Obviously, the comic book universe is affected by the publishers in our world, but comic books also affect this world. Grant Morrison has given the example of people’s lives being changed by the inspirational scenes in All-Star Superman; and I know people whose political views were formed by Marvel comics such as X-Men and Black Panther. There have also been physical interactions between comics and the our world, such as real-world sightings of the magician John Constantine, or the time when Grant Morrison nearly died after writing about injuries to a character he’d based on himself.
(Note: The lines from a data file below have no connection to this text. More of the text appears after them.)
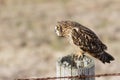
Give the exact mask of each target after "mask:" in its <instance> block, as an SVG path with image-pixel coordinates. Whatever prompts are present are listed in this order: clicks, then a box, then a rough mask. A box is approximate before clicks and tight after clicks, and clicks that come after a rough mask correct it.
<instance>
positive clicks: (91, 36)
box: [72, 28, 107, 53]
mask: <svg viewBox="0 0 120 80" xmlns="http://www.w3.org/2000/svg"><path fill="white" fill-rule="evenodd" d="M72 39H73V43H74V44H75V45H77V46H79V47H80V48H81V49H82V50H83V51H85V52H89V53H100V52H102V51H104V50H106V49H107V47H106V45H105V44H103V43H102V42H101V41H100V40H99V38H98V37H97V36H96V34H95V33H94V32H93V31H91V30H90V29H87V28H85V29H82V30H80V29H79V28H78V29H77V30H76V29H73V31H72Z"/></svg>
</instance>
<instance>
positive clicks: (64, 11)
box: [0, 0, 120, 80]
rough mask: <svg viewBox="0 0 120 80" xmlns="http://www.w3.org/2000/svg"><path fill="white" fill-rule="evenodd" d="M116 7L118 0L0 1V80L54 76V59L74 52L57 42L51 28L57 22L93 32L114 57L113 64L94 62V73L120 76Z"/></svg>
mask: <svg viewBox="0 0 120 80" xmlns="http://www.w3.org/2000/svg"><path fill="white" fill-rule="evenodd" d="M119 3H120V1H119V0H96V1H95V0H89V1H88V0H0V80H13V79H15V78H19V77H45V76H55V62H56V60H57V58H58V57H60V56H63V55H66V54H69V53H71V51H72V50H73V49H72V48H71V47H70V46H69V44H68V43H67V42H66V41H65V40H60V39H59V38H57V36H56V35H55V32H54V26H55V23H56V22H57V21H59V20H68V19H69V20H74V21H77V22H80V23H81V24H83V25H85V26H88V27H89V28H91V29H92V30H93V31H95V32H96V33H97V34H98V35H99V37H100V38H101V40H103V42H104V43H106V44H107V45H108V52H109V53H111V54H112V55H113V56H114V57H115V59H116V60H115V61H114V62H113V63H112V64H105V65H104V64H102V63H101V62H99V61H98V60H96V73H106V72H107V73H110V72H120V70H119V66H120V54H119V52H120V45H119V44H120V18H119V17H120V15H119V14H120V5H119ZM108 68H109V69H108ZM51 73H52V74H51ZM119 78H120V77H116V78H113V77H111V78H98V79H97V80H106V79H109V80H118V79H119Z"/></svg>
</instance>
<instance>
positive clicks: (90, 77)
mask: <svg viewBox="0 0 120 80" xmlns="http://www.w3.org/2000/svg"><path fill="white" fill-rule="evenodd" d="M107 76H120V73H111V74H97V75H86V76H85V75H80V76H65V77H46V78H29V79H24V78H23V79H16V80H51V79H52V80H53V79H65V78H69V79H72V78H79V79H80V78H93V77H107Z"/></svg>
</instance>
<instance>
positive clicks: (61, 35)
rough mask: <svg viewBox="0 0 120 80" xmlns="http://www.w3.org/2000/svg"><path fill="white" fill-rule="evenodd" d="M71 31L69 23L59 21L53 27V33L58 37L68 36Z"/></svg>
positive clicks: (71, 29)
mask: <svg viewBox="0 0 120 80" xmlns="http://www.w3.org/2000/svg"><path fill="white" fill-rule="evenodd" d="M71 31H72V26H71V21H60V22H57V25H56V26H55V32H56V34H57V35H58V36H60V37H66V36H68V35H69V34H70V33H71Z"/></svg>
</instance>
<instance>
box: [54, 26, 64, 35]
mask: <svg viewBox="0 0 120 80" xmlns="http://www.w3.org/2000/svg"><path fill="white" fill-rule="evenodd" d="M55 32H56V34H57V35H58V36H60V37H62V32H61V29H60V27H59V26H55Z"/></svg>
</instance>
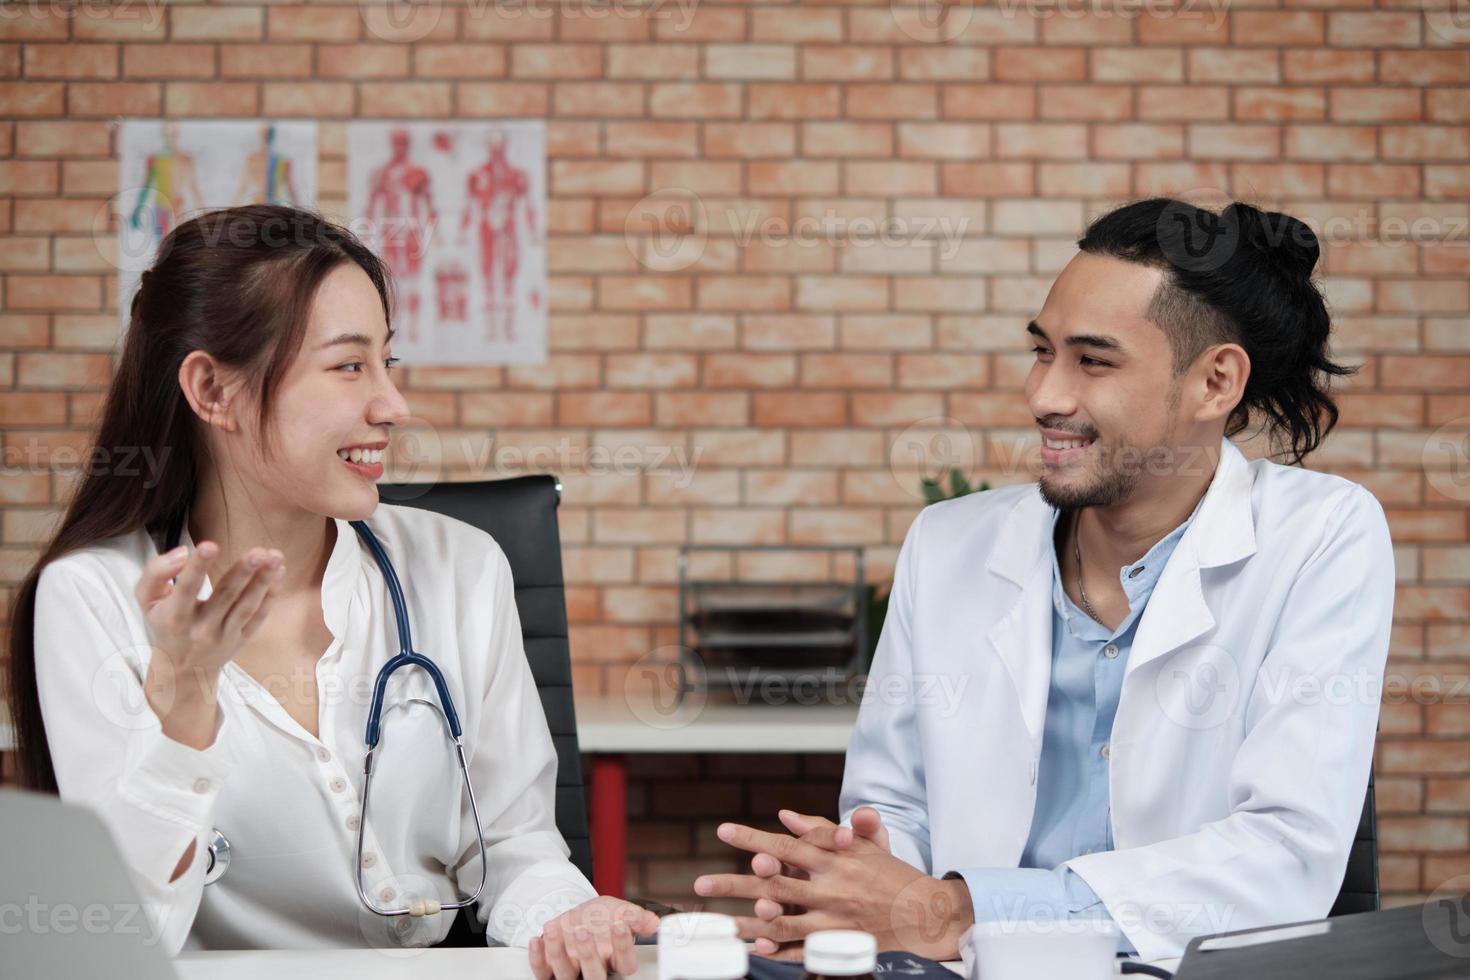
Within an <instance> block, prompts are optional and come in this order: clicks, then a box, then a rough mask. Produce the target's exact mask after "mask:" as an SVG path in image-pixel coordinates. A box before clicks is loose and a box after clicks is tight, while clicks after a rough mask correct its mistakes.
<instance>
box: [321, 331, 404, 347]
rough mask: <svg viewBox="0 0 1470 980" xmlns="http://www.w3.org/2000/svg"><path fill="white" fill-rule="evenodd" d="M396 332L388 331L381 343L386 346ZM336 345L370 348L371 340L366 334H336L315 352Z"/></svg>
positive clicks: (367, 335) (371, 341) (336, 346)
mask: <svg viewBox="0 0 1470 980" xmlns="http://www.w3.org/2000/svg"><path fill="white" fill-rule="evenodd" d="M397 332H398V331H395V329H390V331H388V336H385V338H384V339H382V342H384V344H387V342H388V341H391V339H392V335H394V334H397ZM338 344H354V345H357V347H372V338H370V336H368V335H366V334H338V335H337V336H334V338H332V339H329V341H326V342H325V344H322V345H319V347H318V348H316V350H319V351H325V350H326V348H328V347H337V345H338Z"/></svg>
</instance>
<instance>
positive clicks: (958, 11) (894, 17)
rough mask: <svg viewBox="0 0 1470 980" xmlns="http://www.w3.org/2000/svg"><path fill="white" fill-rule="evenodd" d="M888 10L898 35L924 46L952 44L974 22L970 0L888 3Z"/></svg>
mask: <svg viewBox="0 0 1470 980" xmlns="http://www.w3.org/2000/svg"><path fill="white" fill-rule="evenodd" d="M888 10H889V13H891V15H892V18H894V24H897V25H898V29H900V31H903V32H904V34H907V35H908V37H911V38H913V40H916V41H925V43H944V41H953V40H954V38H957V37H960V35H961V34H964V28H967V26H970V21H972V19H973V18H975V3H973V0H910V1H907V3H906V0H889V3H888Z"/></svg>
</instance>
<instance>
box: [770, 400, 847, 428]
mask: <svg viewBox="0 0 1470 980" xmlns="http://www.w3.org/2000/svg"><path fill="white" fill-rule="evenodd" d="M753 408H754V416H753V417H754V422H756V425H757V426H785V428H808V426H841V425H847V420H848V417H847V395H845V394H841V392H825V391H823V392H806V391H782V392H773V391H757V392H756V394H754V403H753Z"/></svg>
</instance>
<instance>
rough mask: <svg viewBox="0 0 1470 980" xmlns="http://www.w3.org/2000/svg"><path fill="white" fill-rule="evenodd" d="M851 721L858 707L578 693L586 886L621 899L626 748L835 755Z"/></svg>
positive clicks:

Interactions between comics and the real world are strange but they are there. It’s not surprising – the DC Universe is one of the most complicated structures in our world, more complicated and densely networked than the human brain. Grant Morrison was obsessed with the idea that this is sentient, and we have to ask what something like Doomsday Clock does to a living story like this. It is not far off torturing it – and it is inevitable that such things will have an effect on our world in time.

Even if I am wrong, Doomsday Clock is still a book you shouldn’t read. It’s not intended for regular people anyway. Alan Moore once dismissed The Killing Joke by saying “The Killing Joke is a story about Batman and the Joker; it isn’t about anything that you’re ever going to encounter in real life… [it] had no real human importance. It was just about a couple of licensed DC characters that didn’t really relate to the real world in any way.” Doomsday Clock has nothing to say about the real world. And that’s OK for me, because I care about this continuity, but it’s a waste of time for almost everyone else.

But as far as Watchmen goes, this work is on the  level of getting Duchamp’s moustache drawn on the real Mona Lisa.. It’s audacious and it’s vandalism and I cannot take my eyes off it.